25. März 2014

Zielkonflikt Föderalismus vs. Harmonisierung

Der Westschweizer Korrespondent der NZZ, Christophe Büchi versteht sich als Vermittler zwischen dem deutsch- und dem französischsprachigen Kulturraum. Natürlich macht auch er sich Gedanken zu Bundesrat Berset und dessen Drohungen in der Frage der Primarfremdsprachen.


"Französisch erst ab Oberstufe ist zwar bedauerlich, aber man muss es akzeptieren"

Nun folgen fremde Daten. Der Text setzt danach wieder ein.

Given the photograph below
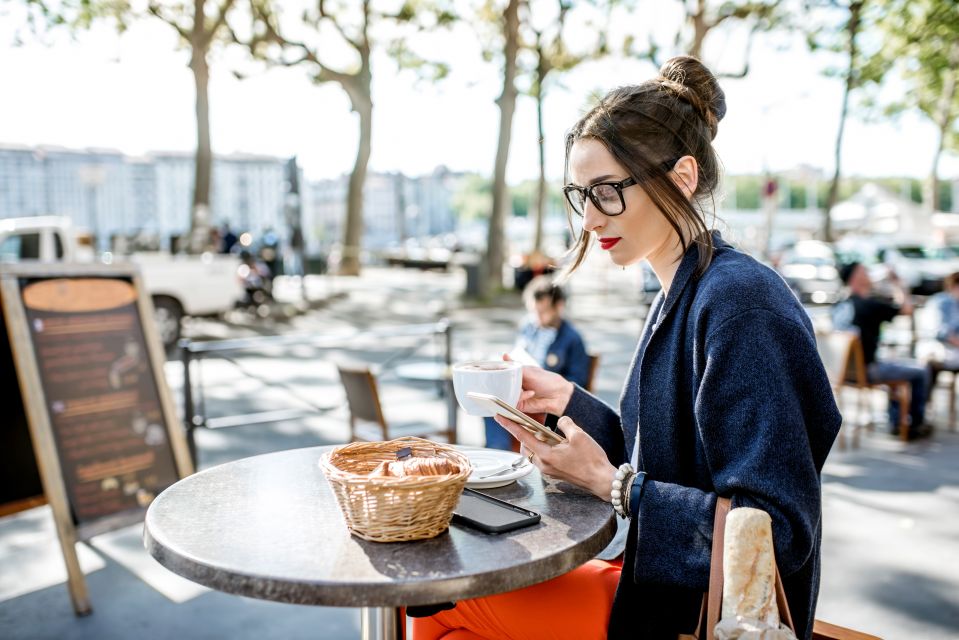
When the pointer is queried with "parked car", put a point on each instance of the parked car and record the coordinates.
(179, 285)
(920, 267)
(809, 268)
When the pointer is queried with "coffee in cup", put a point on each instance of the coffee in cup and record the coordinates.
(501, 378)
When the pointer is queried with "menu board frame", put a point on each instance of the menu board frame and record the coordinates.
(34, 397)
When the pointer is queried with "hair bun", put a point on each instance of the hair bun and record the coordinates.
(692, 81)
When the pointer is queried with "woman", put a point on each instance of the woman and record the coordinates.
(726, 395)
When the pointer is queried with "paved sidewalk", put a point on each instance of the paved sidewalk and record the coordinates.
(890, 517)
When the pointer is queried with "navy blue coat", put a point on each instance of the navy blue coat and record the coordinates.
(729, 397)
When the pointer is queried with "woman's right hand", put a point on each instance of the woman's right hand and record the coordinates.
(544, 392)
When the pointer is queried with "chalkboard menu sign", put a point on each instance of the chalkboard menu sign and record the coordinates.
(103, 402)
(103, 435)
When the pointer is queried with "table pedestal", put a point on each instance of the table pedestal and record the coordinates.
(382, 623)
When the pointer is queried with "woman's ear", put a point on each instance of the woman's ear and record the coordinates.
(685, 174)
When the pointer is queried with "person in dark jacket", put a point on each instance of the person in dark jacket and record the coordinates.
(549, 339)
(726, 395)
(865, 314)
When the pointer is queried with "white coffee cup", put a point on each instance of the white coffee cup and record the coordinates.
(501, 378)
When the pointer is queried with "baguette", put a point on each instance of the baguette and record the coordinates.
(749, 567)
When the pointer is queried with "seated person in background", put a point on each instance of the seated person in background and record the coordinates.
(859, 311)
(551, 341)
(947, 305)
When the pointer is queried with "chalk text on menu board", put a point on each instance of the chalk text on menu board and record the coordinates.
(101, 396)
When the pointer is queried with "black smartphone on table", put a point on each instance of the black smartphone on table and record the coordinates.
(491, 515)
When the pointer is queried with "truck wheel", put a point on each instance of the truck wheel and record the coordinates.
(167, 313)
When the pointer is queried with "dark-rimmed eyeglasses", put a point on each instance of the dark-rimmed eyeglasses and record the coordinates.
(606, 196)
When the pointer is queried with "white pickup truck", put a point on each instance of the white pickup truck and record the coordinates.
(179, 285)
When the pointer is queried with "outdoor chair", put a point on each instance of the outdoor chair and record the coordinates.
(842, 356)
(367, 421)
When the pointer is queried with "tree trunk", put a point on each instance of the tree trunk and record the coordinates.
(853, 28)
(352, 236)
(493, 280)
(200, 216)
(540, 209)
(943, 119)
(700, 29)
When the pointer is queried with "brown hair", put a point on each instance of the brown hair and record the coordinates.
(653, 124)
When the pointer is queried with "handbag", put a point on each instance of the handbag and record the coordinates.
(712, 601)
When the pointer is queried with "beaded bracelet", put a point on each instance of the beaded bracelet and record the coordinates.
(623, 478)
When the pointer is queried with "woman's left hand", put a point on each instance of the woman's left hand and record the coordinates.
(580, 460)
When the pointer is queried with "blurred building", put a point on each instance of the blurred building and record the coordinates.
(109, 193)
(395, 207)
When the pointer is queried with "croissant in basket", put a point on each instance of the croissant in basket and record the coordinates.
(432, 466)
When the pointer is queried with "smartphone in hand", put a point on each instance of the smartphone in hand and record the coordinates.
(503, 408)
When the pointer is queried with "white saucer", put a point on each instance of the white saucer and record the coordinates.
(486, 461)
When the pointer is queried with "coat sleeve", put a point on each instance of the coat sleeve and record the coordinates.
(766, 418)
(600, 421)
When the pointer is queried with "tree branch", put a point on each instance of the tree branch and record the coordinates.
(224, 9)
(157, 12)
(339, 28)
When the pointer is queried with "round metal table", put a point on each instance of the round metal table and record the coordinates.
(268, 527)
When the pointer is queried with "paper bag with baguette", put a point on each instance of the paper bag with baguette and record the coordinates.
(749, 610)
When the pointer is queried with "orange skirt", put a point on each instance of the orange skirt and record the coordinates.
(575, 605)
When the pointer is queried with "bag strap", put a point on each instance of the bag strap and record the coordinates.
(714, 598)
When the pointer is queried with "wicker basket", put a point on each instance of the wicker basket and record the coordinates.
(388, 509)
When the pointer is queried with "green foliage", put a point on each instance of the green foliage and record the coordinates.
(916, 41)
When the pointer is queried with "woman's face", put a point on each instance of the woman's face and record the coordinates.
(641, 231)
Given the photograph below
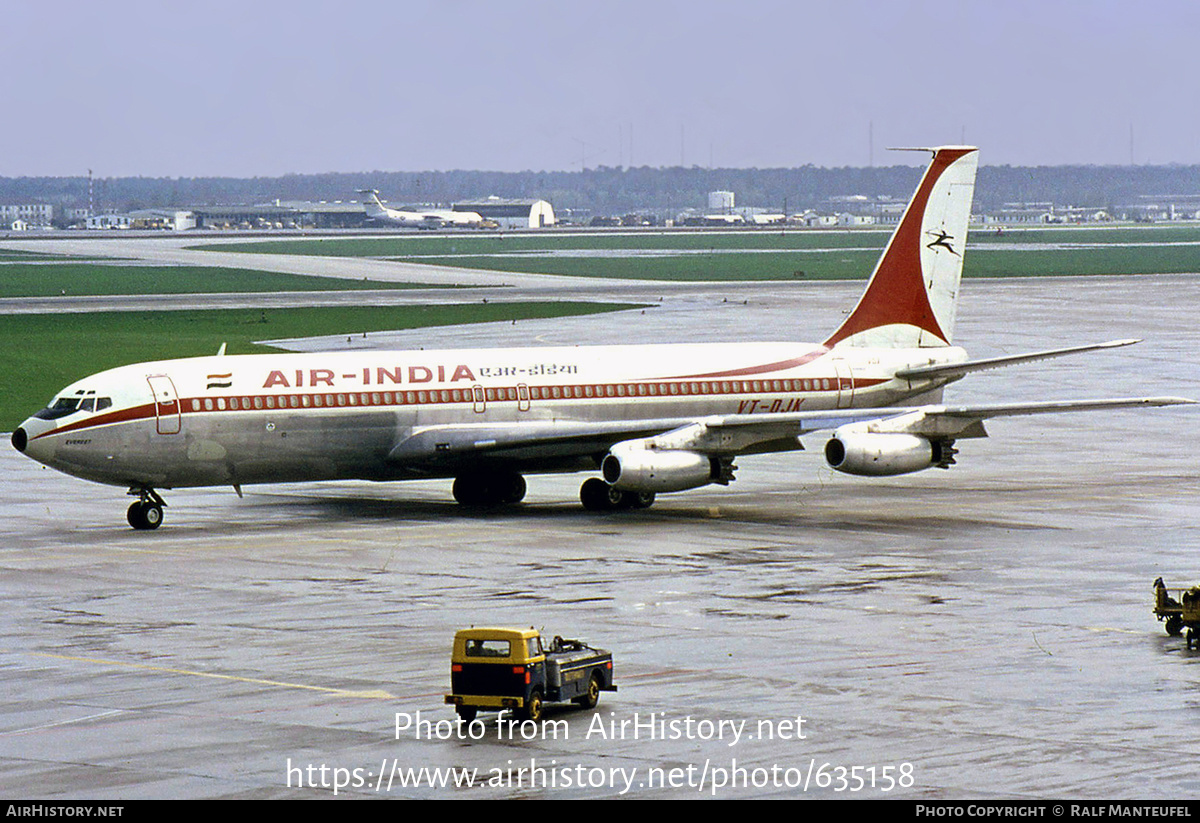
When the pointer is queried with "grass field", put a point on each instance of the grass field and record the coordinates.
(39, 280)
(47, 352)
(771, 256)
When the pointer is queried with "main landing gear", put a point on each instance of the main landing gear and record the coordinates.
(598, 496)
(147, 512)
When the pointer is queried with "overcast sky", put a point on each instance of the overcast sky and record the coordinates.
(245, 89)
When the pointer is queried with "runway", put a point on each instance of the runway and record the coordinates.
(978, 632)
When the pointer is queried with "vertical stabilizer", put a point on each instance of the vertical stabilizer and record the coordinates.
(372, 205)
(912, 295)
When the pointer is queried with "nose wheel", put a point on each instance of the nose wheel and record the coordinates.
(145, 514)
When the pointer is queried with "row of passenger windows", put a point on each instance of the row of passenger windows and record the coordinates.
(510, 394)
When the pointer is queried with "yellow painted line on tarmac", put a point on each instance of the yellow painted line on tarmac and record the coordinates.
(345, 692)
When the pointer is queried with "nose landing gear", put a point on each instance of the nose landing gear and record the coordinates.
(147, 512)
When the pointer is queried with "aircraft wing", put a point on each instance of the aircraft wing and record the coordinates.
(557, 440)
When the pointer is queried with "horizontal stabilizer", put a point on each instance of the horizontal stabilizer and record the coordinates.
(959, 370)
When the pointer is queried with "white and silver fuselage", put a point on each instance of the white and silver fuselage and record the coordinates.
(277, 418)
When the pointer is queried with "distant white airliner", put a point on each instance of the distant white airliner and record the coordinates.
(426, 218)
(646, 419)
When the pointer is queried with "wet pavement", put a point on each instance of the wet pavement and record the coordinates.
(982, 631)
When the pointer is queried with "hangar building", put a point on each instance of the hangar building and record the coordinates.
(510, 214)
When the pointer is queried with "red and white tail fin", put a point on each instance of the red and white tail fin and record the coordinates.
(912, 295)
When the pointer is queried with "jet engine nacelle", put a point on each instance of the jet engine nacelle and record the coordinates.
(877, 455)
(631, 467)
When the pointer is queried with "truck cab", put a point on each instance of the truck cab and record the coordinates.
(498, 668)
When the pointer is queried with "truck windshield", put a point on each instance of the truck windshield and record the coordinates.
(489, 648)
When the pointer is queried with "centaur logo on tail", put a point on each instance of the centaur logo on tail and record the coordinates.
(646, 419)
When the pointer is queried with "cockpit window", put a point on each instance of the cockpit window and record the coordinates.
(65, 406)
(59, 408)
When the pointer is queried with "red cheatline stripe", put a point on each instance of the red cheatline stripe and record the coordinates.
(343, 400)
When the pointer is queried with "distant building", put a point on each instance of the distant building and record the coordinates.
(510, 214)
(29, 215)
(720, 203)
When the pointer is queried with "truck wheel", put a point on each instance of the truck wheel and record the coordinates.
(532, 709)
(589, 698)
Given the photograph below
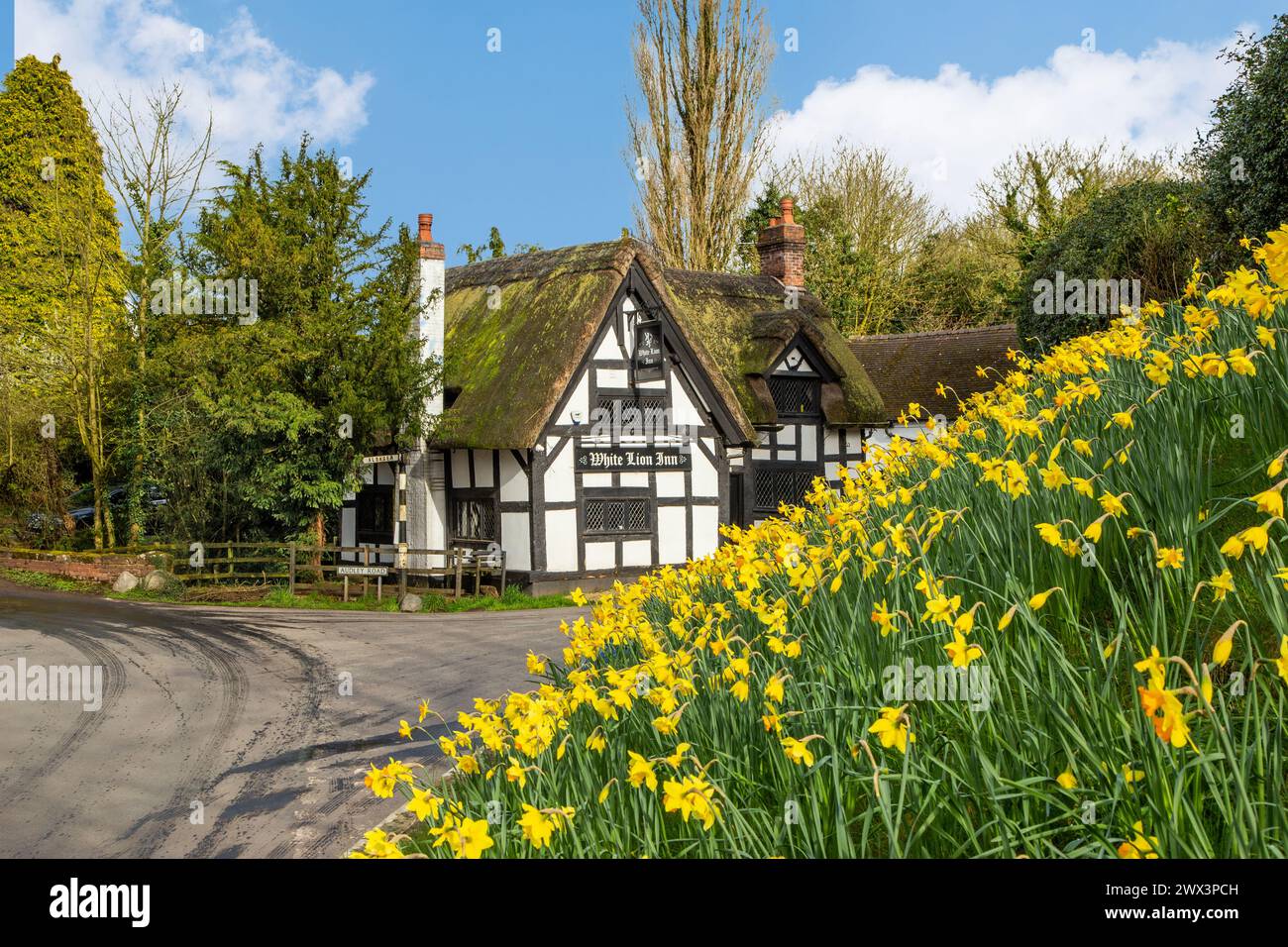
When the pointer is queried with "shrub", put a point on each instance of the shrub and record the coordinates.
(1146, 232)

Schulföderalismus, ade? NZZ, 25.3. von Christophe Büchi


Dank Bundesrat Berset wissen wir es: Die Landesregierung will es nicht zulassen, dass die Landessprachen vom Englischen aus den (Deutschschweizer) Primarschulen verdrängt werden. Notfalls möchte der Bundesrat den Landessprachen zu Hilfe eilen.
Konkret: Sollten die Kantone den Unterricht einer zweiten Landessprachen auf Primarschulstufe nicht sicherstellen, könnte Bundes-Bern das Erlernen einer zweiten Landessprache in der Primarschule über die “Köpfe” der Kantone hinweg als obligatorisch erklären – kraft der subsidiären Kompetenz in Bildungsfragen, die dem Bund von der Bundesverfassung zugesprochen wird.
Bersets Statement in der Fragestunde des Nationalrats zielte natürlich vor allem auf jene Deutschschweizer Kantone, in denen Vorstösse gegen den Unterricht zweier Fremdsprachen in der Primarschule hängig sind. Denn diese Vorstösse stellen zwar nicht explizit, aber de facto den Französischunterricht und nicht das Englische in Frage.
Nun – als quasi amtlicher Verteidiger der Sprachminderheiten und der Romandie müsste ich eigentlich über Bersets Winken mit dem Zaunpfad glücklich sein. Aber ich bin es nicht.
Ich verstehe zwar, dass sich die Landesregierung um die Landessprachen Sorgen macht. Und ich verstehe auch die Irritation der Romands, die tapfer ab der Primarschule Deutsch lehren und lernen, gleichzeitig aber zusehen müssen, wie die französische Sprache in gewissen Deutschschweizer Kantonen als quantité négligeable behandelt wird. Sie haben zu Recht das Gefühl, dass hier eine schleichende Erosion stattfindet.
Und dennoch wäre eine Intervention des Bundes keine gute Sache. Aus folgenden Gründen.
Zuerst: Wenn es eine Domäne gibt, in denen der Föderalismus à la suisse weiter seine Berechtigung hat, dann ist es der Schulbereich. Ich bin kein bedingungsloser Anhänger des real existierenden Föderalismus helvetischer Prägung. Wenn zwei Dutzend Kantonsparlamente Monate lang an kantonalen Gesetzen über Kampfhunde herumlaborieren und schliesslich in allen Kantonen andere Vorschriften über Leinenzwang und Maulkorb-Obligatorium gelten, so scheint mir dies ein gewaltiger Verschleiss an Zeit und Geld. Denn Kampfhunde beissen ja nicht anders, wenn sie die Kantonsgrenze überschreiten.
Im Schulwesen dagegen fallen regionale und lokale Besonderheiten schwer ins Gewicht, und sie sollten auch respektiert werden, gerade auch im Bereich des Sprachenunterrichts. Es ist doch sonnenklar, dass die Frage, wie und wann welche Sprachen gelehrt und unterrichtet werden sollten, etwa in der Ostschweiz und in Basel nicht gleich beurteilt wird.
Statt alle Kantone über den gleichen Leisten zu schlagen, sollte deshalb jeder die für seine Situation beste Lösung suchen dürfen.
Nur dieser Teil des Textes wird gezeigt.